Rationale: Primary ovarian carcinoid tumors are rare neoplasms, first reported in 1939, with approximately 30 cases reported thus far. It is categorized into insular, trabecular, strumal, and mucinous types. Mucinous forms are extremely rare, comprising < 2% of all primary ovarian carcinoid tumors.
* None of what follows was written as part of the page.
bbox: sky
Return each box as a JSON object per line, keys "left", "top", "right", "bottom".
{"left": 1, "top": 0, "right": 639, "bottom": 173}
Patient concerns: A 40-year-old gravida 3, para 0 woman visited our clinic with a 3-month history of lower abdominal pain. Ultrasound and abdominal pelvic computed tomography revealed a large, poorly enhancing soft tissue mass in the right adnexa (about 9.4 × 7.0 × 6.8 cm sized). Laparoscopic surgery was performed to a definitive diagnosis, including right salpingo-oophorectomy, left ovarian biopsy, and ascites washing cytology.

Diagnosis: The patient was diagnosed with primary ovarian mucinous carcinoid tumor and received related treatment.

Outcomes: After treatment, the patient symptoms improved, and he was discharged.

Lessons: Approximately 40% of primary ovarian carcinoid tumors with insular morphology present in pure form, and mucinous forms are extremely rare. At present, the main diagnostic methods in cases of primary ovarian mucinous carcinoid tumor include macroscopic examination, histopathology and imaging examination. The main treatment modalities for primary ovarian mucinous carcinoid tumor are surgery. postoperative chemotherapy remains controversial.